Time will tell, but it looks like the young chef is on a roll and may just be the talent needed to shower national attention on Colorado Springs.

Here are some questions for Shane Lyons, executive chef at Nosh.
Question: What’s your favorite dish to make at home?
Answer: I love roast chicken! I make two meals out of the leftovers and then use the bones for soup stock.
Q: What three ingredients could you not cook without?
A: In the restaurant: lemon zest, kochugaru (Korean red pepper), Maldon salt.
Q: When it comes to eating, what’s your guilty pleasure?
A: Reduced-fat Cheez-it with Frank’s hot sauce
Q: What’s your favorite restaurant?
A: The best meal I have ever had was at Le Bernardin in New York. Locally, my favorite place to eat is Poor Richard’s. They offer simple, straightforward food prepared thoughtfully and consistently.
Q: What cooking tips could you offer to readers to make their time in the kitchen easier?
A: Invest in one all-purpose chef knife and get it sharpened. A dull knife is a dangerous, useless thing to have in the kitchen.
Clean as you go. Work as clean and organized as possible. Clean chef, clean kitchen, clean mind, clean food.
Q: What’s the biggest mistake you ever made while cooking?
A: I chopped the tip of my finger off one time when I was first starting off as a cook at Sencha. I was trying to be a badass with the knife and ended paying for it.

SQUASH-APPLE CREAM SOUP

Yield: 2 1/2 quarts

2 onions, peeled and chopped
1 carrot, chopped
1 celery stalk, chopped
1 stick unsalted butter
2 butternut squash, peeled,
 seeded and chopped
1 quart heavy cream
1 quart chicken stock
Salt and pepper, to taste
1 bay leaf
1 sprig thyme
1/4 cup toasted slivered almonds
1 recipe Applesauce (see recipe below)

Procedure:
1.
Sauté onion, carrot and celery in butter over medium heat until vegetables are soft and translucent.
2. Add squash, cream, stock, bay leaf and thyme. Simmer until all vegetables are tender. Season to taste with salt and pepper. Carefully puree in blender.
3. To serve, garnish with toasted, slivered almonds and a dollop of applesauce.

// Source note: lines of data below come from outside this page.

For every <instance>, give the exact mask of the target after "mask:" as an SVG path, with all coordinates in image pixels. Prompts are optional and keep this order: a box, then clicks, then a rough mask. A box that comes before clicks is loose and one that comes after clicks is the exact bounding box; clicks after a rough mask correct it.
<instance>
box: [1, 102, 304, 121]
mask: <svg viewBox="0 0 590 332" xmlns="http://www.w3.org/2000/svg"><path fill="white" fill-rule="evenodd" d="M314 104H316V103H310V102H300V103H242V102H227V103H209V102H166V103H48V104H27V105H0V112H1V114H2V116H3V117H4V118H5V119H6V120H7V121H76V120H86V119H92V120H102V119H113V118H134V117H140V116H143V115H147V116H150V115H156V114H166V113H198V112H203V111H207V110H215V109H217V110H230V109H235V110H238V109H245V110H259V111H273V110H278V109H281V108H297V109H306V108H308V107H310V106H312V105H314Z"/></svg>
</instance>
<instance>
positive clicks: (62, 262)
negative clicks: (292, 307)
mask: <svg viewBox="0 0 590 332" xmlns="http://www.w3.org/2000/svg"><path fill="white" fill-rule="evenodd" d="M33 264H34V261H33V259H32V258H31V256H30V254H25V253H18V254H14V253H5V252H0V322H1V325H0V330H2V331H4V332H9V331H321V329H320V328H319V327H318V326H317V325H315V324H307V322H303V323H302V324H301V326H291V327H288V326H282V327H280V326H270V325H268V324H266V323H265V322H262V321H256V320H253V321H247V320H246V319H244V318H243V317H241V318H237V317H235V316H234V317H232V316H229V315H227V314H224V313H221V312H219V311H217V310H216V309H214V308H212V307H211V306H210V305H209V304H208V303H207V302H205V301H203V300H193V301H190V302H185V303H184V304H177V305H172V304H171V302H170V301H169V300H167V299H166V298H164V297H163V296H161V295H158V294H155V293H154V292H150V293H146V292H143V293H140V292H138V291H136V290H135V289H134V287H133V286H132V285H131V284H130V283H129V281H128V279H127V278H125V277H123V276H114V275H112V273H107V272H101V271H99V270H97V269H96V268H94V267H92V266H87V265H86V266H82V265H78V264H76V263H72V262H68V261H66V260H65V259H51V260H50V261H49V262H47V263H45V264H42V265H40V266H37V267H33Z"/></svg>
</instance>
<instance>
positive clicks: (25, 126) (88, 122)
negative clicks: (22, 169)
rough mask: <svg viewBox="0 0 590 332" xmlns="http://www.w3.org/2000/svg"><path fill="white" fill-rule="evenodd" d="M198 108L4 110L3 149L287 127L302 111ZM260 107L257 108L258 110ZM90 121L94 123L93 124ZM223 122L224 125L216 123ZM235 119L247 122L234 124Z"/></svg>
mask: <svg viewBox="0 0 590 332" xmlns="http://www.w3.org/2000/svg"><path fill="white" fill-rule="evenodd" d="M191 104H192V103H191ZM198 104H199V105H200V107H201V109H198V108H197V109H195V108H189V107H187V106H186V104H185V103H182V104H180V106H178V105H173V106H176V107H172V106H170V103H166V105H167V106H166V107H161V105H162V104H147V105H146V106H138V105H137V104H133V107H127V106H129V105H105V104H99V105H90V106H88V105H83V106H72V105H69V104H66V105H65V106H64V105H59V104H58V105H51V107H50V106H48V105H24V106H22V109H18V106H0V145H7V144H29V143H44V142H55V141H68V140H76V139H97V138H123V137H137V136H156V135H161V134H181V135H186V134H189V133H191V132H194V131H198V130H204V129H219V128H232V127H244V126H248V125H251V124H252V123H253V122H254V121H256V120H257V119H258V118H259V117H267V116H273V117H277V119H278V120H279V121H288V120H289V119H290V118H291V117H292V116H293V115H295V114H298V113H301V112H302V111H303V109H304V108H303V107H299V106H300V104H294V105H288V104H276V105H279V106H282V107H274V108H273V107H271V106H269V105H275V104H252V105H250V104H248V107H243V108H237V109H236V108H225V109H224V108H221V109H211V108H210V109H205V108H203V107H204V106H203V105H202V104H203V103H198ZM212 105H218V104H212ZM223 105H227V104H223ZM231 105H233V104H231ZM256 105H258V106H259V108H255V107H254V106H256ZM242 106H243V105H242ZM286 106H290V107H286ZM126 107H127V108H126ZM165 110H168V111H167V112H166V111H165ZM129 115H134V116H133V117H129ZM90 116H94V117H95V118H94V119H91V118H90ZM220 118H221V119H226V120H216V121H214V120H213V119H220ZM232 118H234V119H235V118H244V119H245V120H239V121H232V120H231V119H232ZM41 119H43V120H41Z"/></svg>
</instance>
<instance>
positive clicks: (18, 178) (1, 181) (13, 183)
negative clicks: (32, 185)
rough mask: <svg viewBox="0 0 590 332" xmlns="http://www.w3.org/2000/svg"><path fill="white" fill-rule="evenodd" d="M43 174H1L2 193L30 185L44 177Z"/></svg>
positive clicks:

Source: Shane Lyons, executive chef at Nosh

APLESAUCE

Yield: 2 cups

4 apples
Zest and juice of 2 lemons
1 cup sugar
1 cup water

Procedure:
1.
Peel and dice apples. In saucepan, toss apples with lemon zest and juice. Add sugar and water and mix well. Cover with parchment paper and cook on low heat until slightly golden brown and soft.
2. Remove apples from pan; puree in blender or food processor.